To sum up, we find some CPGB members’ attempts to deal with political debate by subjecting opponents to insult and smear to be outside the bounds of genuine communist behaviour. Instead it betrays all the hallmarks of superior and arrogant middle class ‘intellectualising’.

We therefore demand an unreserved apology in the Weekly Worker from Jack Conrad for his extremely serious breach of political confidence and ethics in his publishing of membership information on the RWT. The RWT feels that unless an apology is forthcoming, there is really no future for the rapprochement initiative.

Despite these and earlier unresolved setbacks we gave the rapprochement initiative further consideration at our aggregate because of the comradely manner the RDG have approached us.

Brian Higgins
RWT

Attached to results

I would like to tell you how I feel about the debate around the result of the Scottish referendum boycott campaign.

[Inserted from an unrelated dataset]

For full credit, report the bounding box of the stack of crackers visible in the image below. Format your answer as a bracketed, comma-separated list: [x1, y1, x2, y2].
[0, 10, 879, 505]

If members thought that the boycott was right and they did their best, then, regardless of the result, we don’t need to get too attached as to whether it was a success or not.  So I can’t understand some members who think that kind of argument is “flippant”. Comrades such as Linda Addison regard achieving ‘some result’ as far too important. Personally I think the campaign was a success, and frankly the argument of some that the boycott campaign was a failure means they considered it a mistake all along.

Generally I find Jack Conrad’s estimation quite correct, but unfortunately he too is pretty attached to whether it was a success or not. He writes: “There is every reason for us to ‘measure our success’ in terms of tens of thousands of abstentions and thousands of spoilt ballot papers” (Weekly Worker October 2). I think this was an unreasonable attempt to talk up a bad result. Comrade Conrad is too keen to see ‘some evidence’, ‘some measurement’ as well. The best way would have been not to mention this at all. Otherwise you need to talk about the relationship between the boycott campaign and abstentions much more precisely.

Despite the boycott campaign there was no mass action. But that does not mean that it was a failure, because we had no other option. Rather the absence of mass action reflected the objective situation and the state of our movement at present.

After the referendum I went to a fundraising party organised by a member of the Socialist Party, where I met a member of Scottish Militant Labour. He seemed very offended when I tried to talk to him about the boycott campaign and was unwilling to talk to me. It wasn’t me that affected him, but the boycott campaign itself. Perhaps that is part of its impact.

But one thing is clear: there are differences over method and practice in the CPGB. I doubt if there was clear, practical agreement about the boycott tactic before the campaign. The confusion now reflects this point.

My comrades in Korea think we can learn from Lenin, but your strong sympathy and respect for him sometimes makes you blind, I think. Nevertheless, although you use Lenin’s method, you have your own method too, based on Marxism. I enjoy reading your paper and attending your group’s seminars.